Just over a week ago, Gov. John Hickenlooper announced that four Colorado school districts would take part in a pilot program to test the benefits of longer school days.
While Hickenlooper would likely find a cool reception to this idea among most students, a body of research suggests increased class time correlates with significant gains in academic performance.
Montezuma-Cortez Re-1 was not among the guinea pig districts chosen; that distinction went to districts in Denver, Boulder, Jefferson County and Adams County. Each will add at least 300 hours of learning time to the calendar year, according to the Associated Press.
Lauding the program as "exactly what America needs," Re-1 Superintendent Alex Carter was crestfallen to be omitted. In particular, he was frustrated districts were not given the opportunity to make a case for inclusion.
Carter heard about the program the morning of Monday, Dec. 3, the day it was first publicized in the media. He immediately dialed the state's deputy commissioner of education.
"I asked him 'whose stoop do I need to pitch my tent on to take part in this?' I wanted to throw our hat in the ring. It was a little devastating to find the selections were already made and it was a done deal," Carter said.
While stating he was glad the four Front Range districts will get to experiment, Carter questioned the wisdom of giving more hours to larger districts with greater resources.
"Those kids (up there) need more time, too. I'm not about building us up while knocking others down. But who is in most need?" he asked.
Montezuma-Cortez RE-1 currently holds class for 164 days per academic year (162 for elementary schools), the lowest threshold permitted by state law. For comparison, Durango School District 9R has 175 school days, a district where Carter previously worked in Virginia had 184, and Japanese schools are in session for more than 200 days. By the time Cortez students take their first standardized tests in third grade, Carter said, "Durango kids have 48 more days of learning time under their belts."
As ever, the reason is financial.
"It's a sheer function of cost," Carter said. "Telluride has $9,600 to spend per student (annually). In Cortez, we have $6,112. Class time is expensive because teachers need to be compensated for their hours."
Besides Colorado, the pilot program - called "Time Collaborative" - also is enlisting schools in Connecticut, New York, Massachusetts and Tennessee.

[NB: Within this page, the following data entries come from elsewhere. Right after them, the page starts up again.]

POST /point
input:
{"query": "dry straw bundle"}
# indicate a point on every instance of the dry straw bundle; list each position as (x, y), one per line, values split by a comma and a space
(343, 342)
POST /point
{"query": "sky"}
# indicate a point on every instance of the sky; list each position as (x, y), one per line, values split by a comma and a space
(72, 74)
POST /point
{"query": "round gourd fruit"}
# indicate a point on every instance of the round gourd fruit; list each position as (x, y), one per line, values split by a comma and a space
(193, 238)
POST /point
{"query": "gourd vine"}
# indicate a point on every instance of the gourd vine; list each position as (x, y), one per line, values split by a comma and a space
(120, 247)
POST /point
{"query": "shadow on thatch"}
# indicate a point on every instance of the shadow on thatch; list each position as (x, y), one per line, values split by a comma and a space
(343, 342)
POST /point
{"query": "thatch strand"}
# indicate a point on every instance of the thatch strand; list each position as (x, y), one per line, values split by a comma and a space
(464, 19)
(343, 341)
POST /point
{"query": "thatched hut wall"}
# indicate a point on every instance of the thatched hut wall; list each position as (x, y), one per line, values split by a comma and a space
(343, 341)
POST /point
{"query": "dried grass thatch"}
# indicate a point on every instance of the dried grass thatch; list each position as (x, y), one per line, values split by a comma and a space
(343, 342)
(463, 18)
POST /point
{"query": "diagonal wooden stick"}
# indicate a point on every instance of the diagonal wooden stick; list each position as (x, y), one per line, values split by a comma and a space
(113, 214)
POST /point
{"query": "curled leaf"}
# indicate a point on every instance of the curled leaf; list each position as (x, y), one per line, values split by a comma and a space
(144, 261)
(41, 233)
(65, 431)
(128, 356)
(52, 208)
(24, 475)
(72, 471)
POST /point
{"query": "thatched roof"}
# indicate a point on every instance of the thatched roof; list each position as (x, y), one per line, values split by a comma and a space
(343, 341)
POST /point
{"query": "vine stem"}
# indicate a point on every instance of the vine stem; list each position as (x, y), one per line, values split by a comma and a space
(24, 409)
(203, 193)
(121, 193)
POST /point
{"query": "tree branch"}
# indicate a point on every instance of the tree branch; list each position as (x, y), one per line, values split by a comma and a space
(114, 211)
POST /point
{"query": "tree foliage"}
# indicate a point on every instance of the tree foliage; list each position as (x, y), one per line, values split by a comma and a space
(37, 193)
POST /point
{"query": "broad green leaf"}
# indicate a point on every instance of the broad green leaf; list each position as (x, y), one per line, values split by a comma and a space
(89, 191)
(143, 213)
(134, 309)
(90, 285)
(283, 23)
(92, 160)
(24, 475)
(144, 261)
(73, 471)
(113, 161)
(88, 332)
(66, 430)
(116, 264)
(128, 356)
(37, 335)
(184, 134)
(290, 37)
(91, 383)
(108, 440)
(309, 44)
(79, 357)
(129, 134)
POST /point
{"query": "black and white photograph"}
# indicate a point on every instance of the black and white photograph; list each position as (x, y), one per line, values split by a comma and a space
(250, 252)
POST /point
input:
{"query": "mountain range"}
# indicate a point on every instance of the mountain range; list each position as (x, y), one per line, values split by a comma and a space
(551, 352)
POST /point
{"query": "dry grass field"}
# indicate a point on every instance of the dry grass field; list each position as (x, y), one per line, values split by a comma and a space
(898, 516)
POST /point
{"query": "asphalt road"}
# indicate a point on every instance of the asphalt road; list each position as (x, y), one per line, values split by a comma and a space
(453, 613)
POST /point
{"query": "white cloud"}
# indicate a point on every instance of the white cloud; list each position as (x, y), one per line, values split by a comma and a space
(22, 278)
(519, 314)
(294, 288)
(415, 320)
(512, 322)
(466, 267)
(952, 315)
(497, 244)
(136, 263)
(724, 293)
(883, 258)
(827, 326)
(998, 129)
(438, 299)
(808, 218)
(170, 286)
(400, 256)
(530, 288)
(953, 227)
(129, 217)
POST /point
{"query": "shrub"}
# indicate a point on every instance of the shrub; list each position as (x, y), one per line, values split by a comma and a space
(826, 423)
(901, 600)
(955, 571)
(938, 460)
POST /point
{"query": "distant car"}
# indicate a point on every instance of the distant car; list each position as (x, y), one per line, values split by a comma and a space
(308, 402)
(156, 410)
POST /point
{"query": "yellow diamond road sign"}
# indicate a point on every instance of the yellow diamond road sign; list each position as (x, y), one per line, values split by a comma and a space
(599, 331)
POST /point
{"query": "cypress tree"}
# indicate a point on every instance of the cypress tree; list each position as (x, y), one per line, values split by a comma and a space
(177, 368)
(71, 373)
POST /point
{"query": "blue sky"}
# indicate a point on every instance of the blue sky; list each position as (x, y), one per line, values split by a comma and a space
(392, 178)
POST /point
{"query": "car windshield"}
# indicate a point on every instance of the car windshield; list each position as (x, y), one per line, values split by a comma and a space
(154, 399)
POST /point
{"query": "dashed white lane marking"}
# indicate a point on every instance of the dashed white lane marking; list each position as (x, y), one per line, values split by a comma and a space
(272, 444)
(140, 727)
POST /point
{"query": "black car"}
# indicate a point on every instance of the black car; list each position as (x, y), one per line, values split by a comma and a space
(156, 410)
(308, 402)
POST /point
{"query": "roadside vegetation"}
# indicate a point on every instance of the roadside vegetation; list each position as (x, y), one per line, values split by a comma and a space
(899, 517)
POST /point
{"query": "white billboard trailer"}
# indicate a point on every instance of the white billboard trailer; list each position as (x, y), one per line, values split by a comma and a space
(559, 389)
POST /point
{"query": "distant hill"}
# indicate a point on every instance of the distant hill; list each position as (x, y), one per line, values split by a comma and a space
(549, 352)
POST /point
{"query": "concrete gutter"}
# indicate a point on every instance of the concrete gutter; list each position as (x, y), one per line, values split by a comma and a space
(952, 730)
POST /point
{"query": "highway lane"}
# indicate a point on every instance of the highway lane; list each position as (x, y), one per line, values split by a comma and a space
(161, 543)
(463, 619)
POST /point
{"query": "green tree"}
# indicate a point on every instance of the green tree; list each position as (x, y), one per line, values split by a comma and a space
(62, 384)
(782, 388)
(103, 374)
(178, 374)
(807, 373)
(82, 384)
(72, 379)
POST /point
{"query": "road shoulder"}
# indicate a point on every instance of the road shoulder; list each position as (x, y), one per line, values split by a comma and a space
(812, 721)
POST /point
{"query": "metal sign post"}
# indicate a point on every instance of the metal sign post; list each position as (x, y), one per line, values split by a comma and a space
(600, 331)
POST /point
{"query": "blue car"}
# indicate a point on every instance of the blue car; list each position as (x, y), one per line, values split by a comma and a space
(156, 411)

All together almost 20,000 students in 40 schools will participate over three years.
The program is partially funded by the National Center on Time & Learning, a nonprofit that promotes more face-to-face teacher-student interaction.
In an April 2012 report, David Farbman, senior researcher for NCTL, expounded on the benefits of more class time, which he called an "equalizer" to closing the so-called achievement gap between students from rich and poor families.
"Because schoolchildren from high-poverty backgrounds typically enter school behind their more affluent peers academically and continue to lag behind as they age, and because these students often lack meaningful learning opportunities outside school," he writes, "the...benefits of additional time within school hold special weight for them."
He also writes that in a four-state survey, only 48 percent of teachers believed they had sufficient time to cover their curriculum.
According to NCTL's website, more class hours allow students to examine and comprehend topics in greater depth, engage in hands-on projects and small group discussion, connect concepts across subjects, hear difficult material a second time and have their questioned answered.
In addition, NCTL notes that science, social studies, music, art and physical education classes are the first ones cut - if class time is in short supply - to give priority to tested subjects like math and reading.